Ahora que empieza la temporada de circo —del circo electoral, se entiende, donde los políticos juran que no lo son para que votemos por ellos— algunos jóvenes podrán preguntar por un libro breve “como para entender un poco la política”. Hace muchos años que suelo recomendar dos: ‘El Príncipe’, que ya comenté aquí, y otra joya menos conocida y más literaria: el ‘Fouché’ de Stefan Zweig.
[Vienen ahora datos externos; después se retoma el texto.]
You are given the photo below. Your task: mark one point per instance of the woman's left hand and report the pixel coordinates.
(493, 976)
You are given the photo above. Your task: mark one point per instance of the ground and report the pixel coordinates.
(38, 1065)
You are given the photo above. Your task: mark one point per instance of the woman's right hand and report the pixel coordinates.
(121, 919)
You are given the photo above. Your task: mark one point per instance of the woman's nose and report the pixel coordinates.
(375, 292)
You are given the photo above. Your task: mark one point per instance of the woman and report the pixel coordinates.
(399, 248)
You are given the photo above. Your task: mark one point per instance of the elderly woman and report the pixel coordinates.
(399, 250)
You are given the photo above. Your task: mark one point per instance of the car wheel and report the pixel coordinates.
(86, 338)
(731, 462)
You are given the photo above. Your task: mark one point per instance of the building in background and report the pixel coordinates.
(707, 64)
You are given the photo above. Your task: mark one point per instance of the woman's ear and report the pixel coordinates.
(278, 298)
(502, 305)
Si Maquiavelo escribió su manual para un príncipe nuevo que redimiera a Italia, Zweig hace un estudio sicológico e histórico de uno de los genios políticos que produjo la Revolución francesa, superado tan solo por Bonaparte. Para calificarlo con un cliché, el exseminarista que arrastraba cálices por las calles y asesinaba realistas, ese jacobino que pactaba con dios y el diablo y los traicionaba a ambos, el feo y pálido propietario de una mente privilegiada para el análisis de coyuntura y la acción inmediata, sí, José Fouché, fue el más perfectamente ‘maquiavélico’ de los políticos, un hombre que actuaba movido primero por su interés personal, que a veces se reducía a conservar la cabeza sobre los hombros a la sombra de una guillotina sedienta que no daba tregua.
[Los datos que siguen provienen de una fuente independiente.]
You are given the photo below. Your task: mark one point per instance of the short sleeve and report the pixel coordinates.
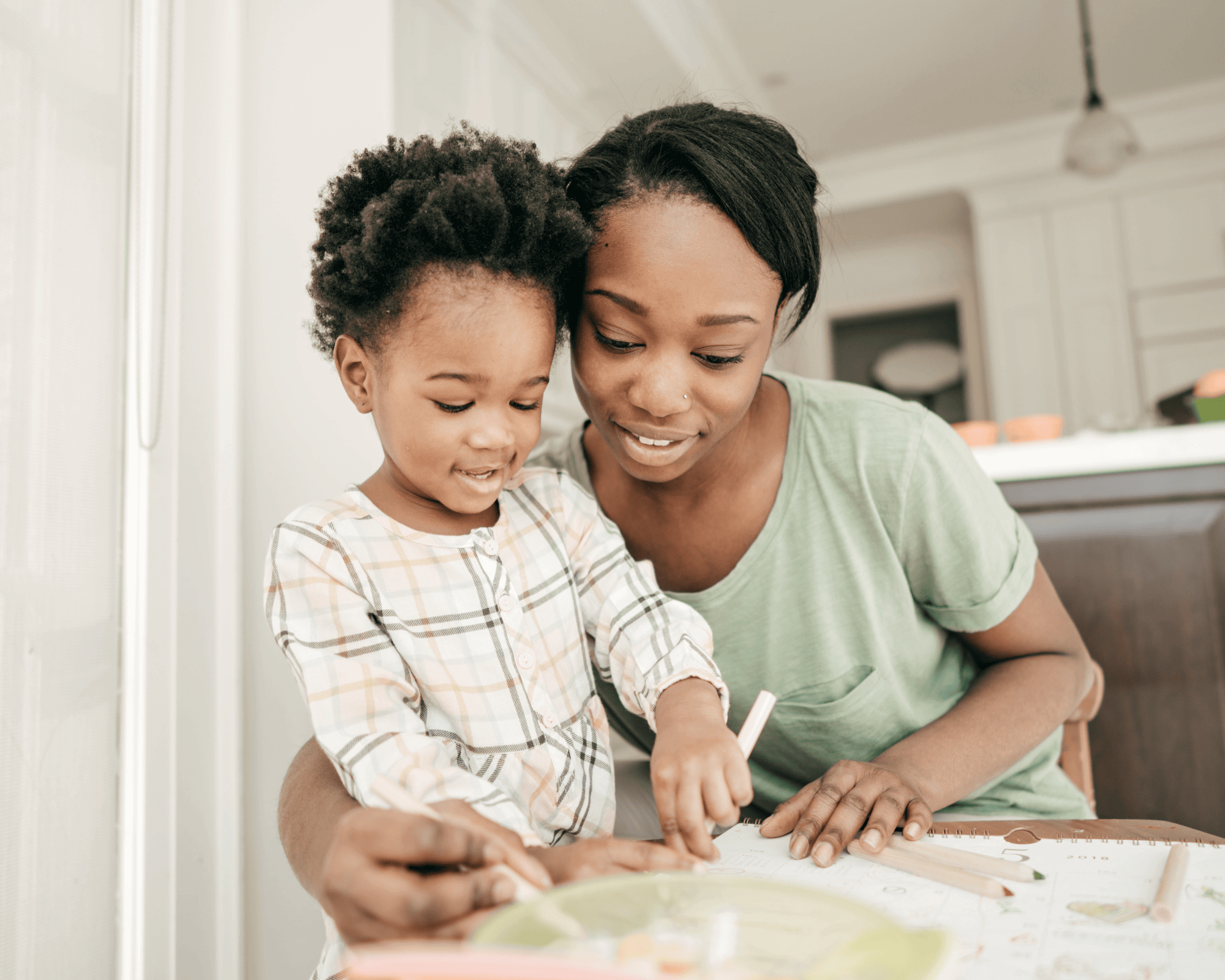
(967, 554)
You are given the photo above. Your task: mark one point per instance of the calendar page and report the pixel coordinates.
(1057, 929)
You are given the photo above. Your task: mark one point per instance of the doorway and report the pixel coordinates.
(859, 342)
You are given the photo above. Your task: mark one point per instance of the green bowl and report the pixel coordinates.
(698, 923)
(1210, 410)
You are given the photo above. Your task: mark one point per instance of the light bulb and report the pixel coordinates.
(1099, 143)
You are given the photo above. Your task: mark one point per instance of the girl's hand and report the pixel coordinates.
(826, 815)
(698, 770)
(609, 856)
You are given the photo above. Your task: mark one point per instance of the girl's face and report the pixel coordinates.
(678, 320)
(456, 389)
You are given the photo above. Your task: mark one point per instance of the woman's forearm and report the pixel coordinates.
(1010, 710)
(313, 802)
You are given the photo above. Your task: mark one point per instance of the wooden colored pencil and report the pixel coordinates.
(399, 798)
(752, 731)
(928, 869)
(1000, 868)
(1170, 890)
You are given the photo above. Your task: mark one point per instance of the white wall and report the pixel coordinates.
(319, 86)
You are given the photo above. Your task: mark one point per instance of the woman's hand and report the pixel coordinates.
(372, 892)
(611, 856)
(826, 815)
(698, 770)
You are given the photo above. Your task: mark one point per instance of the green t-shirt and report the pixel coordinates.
(885, 536)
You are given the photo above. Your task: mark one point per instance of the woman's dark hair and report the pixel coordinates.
(743, 164)
(472, 200)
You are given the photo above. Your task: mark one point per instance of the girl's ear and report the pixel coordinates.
(353, 364)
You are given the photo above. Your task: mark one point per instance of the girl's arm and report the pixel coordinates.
(1037, 672)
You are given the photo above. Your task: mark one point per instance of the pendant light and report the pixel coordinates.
(1101, 140)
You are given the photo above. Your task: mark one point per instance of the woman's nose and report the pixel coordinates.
(660, 389)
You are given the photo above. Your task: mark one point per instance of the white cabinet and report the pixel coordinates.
(1172, 315)
(1173, 367)
(1022, 351)
(1175, 236)
(1095, 330)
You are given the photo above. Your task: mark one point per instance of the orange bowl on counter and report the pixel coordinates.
(1030, 428)
(978, 433)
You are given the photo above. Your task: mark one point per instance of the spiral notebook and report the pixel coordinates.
(1037, 935)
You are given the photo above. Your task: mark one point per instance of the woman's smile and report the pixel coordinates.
(655, 448)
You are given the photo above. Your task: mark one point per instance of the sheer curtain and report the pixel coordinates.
(63, 172)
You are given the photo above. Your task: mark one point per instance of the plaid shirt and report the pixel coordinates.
(462, 667)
Este hombre que ayudó a perfilar al Estado burgués pasaría a la posteridad con una imagen siniestra que distorsionaba sus capacidades y su papel objetivo, aunque alguien como Balzac lo había rescatado ya del estercolero de la historia. Porque ni a Maquiavelo, ni al ministro de Policía Fouché, ni al novelista de la ‘Comedia Humana’ les preocupa la moral sino lo que se esconde detrás, la verdad de la milanesa, el juego despiadado del poder y el dinero, el placer sin escrúpulos, la vanidad, el miedo. Con esas motivaciones, sobre el magnífico escenario de una revolución de verdad, ese otro gran escritor que es Zweig arma un retrato profundo, dramático y memorable del hombre que derrotó a Robespierre, el Incorruptible, y atemorizó a ratos al mismísimo Napoleón.
Fouché, el funcionario diabólicamente eficiente, el diplomático que influyó en el ajedrez europeo, un malvado casi de tira cómica que actúa entre telones, donde se cuecen las habas.
¿Su técnica? Apostar siempre a ganador, influir sobre el que manda, haber creado un sistema de inteligencia que tiene a sueldo hasta a Josefina, la esposa del general invencible, saber de qué pata cojea cada figurón —incluido otro cínico brillante, el canciller Talleyrand, noble y excura—, acumular una fortuna colosal mientras corre la sangre por los campos de Europa.
Si en 1795 escribió el texto comunista más radical de esos años, en 1815 se pondrá al servicio de la aristocracia que vuelve por sus fueros. Por algo el ensayo biográfico de Stefan Zweig, pluma célebre de los años 30, lleva como subtítulo ‘Retrato de un político’. Los tiempos cambian, los medios cambian; los hombres, no.